As they did last year, when the AHA began tracking jobs by institution type, research universities dominated academic hiring: 56 percent of all tenure-track positions in 2018-19 were at research universities, according to the report, as were 51 percent of full-time, non-tenure-track positions and two-thirds of all senior hires.

These numbers stand unchanged from last year and are at odds with the overall composition of history faculty, “most of whom are employed at teaching institutions,” the report says. “The concentration of tenure-track positions at research universities, should it continue, clearly pertains to Ph.D. candidates entering the academic job market.”

Over all, Ruediger wrote, “We are now entering our second decade of anemic academic hiring, during which thousands of early-career historians have experienced disappointment, anger, and despair at the limited number of entry points into stable faculty employment.” This should “prompt us to recognize the accomplishments of historians building careers and contributing to our community from outside the professoriate: we will need their help to demonstrate the value of historical thinking beyond the academy.”

Even so, he said, “majors and undergraduate enrollments remain the foundation of the discipline within higher education, and improving the faculty market means strengthening that foundation.”

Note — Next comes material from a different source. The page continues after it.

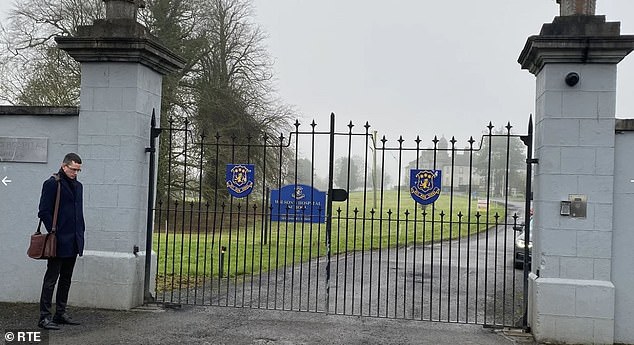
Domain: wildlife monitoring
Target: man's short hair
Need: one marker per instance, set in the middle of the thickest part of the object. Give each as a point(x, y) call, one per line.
point(72, 157)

In good news, there are signs that years of declines in enrollments and majors may be leveling off and even beginning to “rebound,” Ruediger said. “But challenges to the discipline remain considerable: arguing for the value of that discipline is work we must do together.”

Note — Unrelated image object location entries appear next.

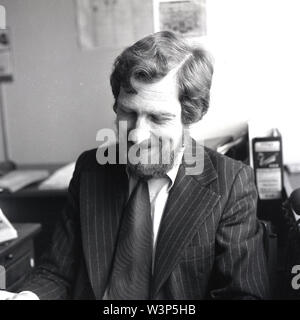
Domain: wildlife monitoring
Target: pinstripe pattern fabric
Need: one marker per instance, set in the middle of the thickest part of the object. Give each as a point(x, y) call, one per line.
point(132, 268)
point(209, 244)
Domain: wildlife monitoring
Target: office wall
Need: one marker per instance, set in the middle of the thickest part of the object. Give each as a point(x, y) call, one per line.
point(257, 68)
point(61, 94)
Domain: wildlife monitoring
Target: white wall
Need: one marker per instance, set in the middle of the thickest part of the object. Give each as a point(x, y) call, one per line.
point(61, 95)
point(257, 70)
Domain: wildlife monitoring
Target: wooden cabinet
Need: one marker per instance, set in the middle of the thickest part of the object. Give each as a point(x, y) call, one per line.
point(18, 256)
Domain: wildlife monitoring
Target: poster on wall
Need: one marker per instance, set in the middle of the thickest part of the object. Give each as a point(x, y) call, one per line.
point(186, 17)
point(5, 56)
point(112, 23)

The Modern Language Association released its annual jobs report in November. It reflected similar trends to the AHA’s. For the sixth year in a row, that MLA report says, the number of positions advertised in the MLA Job Information List (JIL) decreased. But the decline for 2017-18 was “significantly smaller than it was in 2016-17, when both editions, English and languages other than English, suffered a drop of 11.5 percent.” In 2017-18, meanwhile, “the number of English positions dropped from 837 to 828 (a 1.1 percent decline), and the number of positions in languages dropped from 808 to 770 (a 4.7 percent decline).”

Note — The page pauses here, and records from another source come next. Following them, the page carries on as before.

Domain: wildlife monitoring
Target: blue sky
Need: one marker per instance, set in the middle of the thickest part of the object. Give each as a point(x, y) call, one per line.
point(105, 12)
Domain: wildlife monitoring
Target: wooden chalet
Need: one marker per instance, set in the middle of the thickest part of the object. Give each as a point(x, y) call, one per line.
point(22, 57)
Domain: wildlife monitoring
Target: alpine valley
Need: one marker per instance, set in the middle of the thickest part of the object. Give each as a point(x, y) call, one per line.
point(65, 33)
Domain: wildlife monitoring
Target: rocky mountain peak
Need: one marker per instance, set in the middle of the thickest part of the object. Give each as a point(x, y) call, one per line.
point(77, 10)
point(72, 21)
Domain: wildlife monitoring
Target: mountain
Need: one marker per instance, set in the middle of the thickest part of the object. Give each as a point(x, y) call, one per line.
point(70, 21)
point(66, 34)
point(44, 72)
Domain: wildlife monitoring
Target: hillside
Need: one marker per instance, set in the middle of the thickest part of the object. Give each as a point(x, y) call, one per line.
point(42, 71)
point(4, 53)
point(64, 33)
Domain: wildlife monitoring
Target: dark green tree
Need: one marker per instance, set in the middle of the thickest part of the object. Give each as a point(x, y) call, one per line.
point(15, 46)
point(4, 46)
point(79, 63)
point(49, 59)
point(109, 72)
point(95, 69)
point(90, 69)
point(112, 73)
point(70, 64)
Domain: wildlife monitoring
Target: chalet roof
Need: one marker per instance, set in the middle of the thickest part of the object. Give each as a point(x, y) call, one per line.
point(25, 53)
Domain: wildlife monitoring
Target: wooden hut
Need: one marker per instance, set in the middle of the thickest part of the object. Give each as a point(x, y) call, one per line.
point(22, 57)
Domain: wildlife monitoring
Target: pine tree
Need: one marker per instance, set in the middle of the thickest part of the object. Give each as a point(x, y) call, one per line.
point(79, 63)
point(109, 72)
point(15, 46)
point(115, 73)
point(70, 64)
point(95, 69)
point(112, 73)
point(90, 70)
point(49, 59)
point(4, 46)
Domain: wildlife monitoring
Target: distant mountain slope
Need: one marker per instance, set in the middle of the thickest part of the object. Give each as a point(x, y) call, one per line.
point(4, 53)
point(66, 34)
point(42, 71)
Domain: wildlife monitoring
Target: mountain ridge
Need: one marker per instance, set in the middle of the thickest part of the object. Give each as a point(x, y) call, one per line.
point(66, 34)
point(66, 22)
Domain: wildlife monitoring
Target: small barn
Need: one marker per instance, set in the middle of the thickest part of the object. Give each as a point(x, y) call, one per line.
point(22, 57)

Robert Townsend, director of the Washington office of the American Academy of Arts and Sciences, is currently completing the 2017-18 departmental survey of faculties in the humanities fields. Details are forthcoming, but Townsend said Wednesday that data indicate there has been little change in the “number of faculty or the mix of tenure and non-tenure-track faculty in these departments” since the first such survey, in 2012.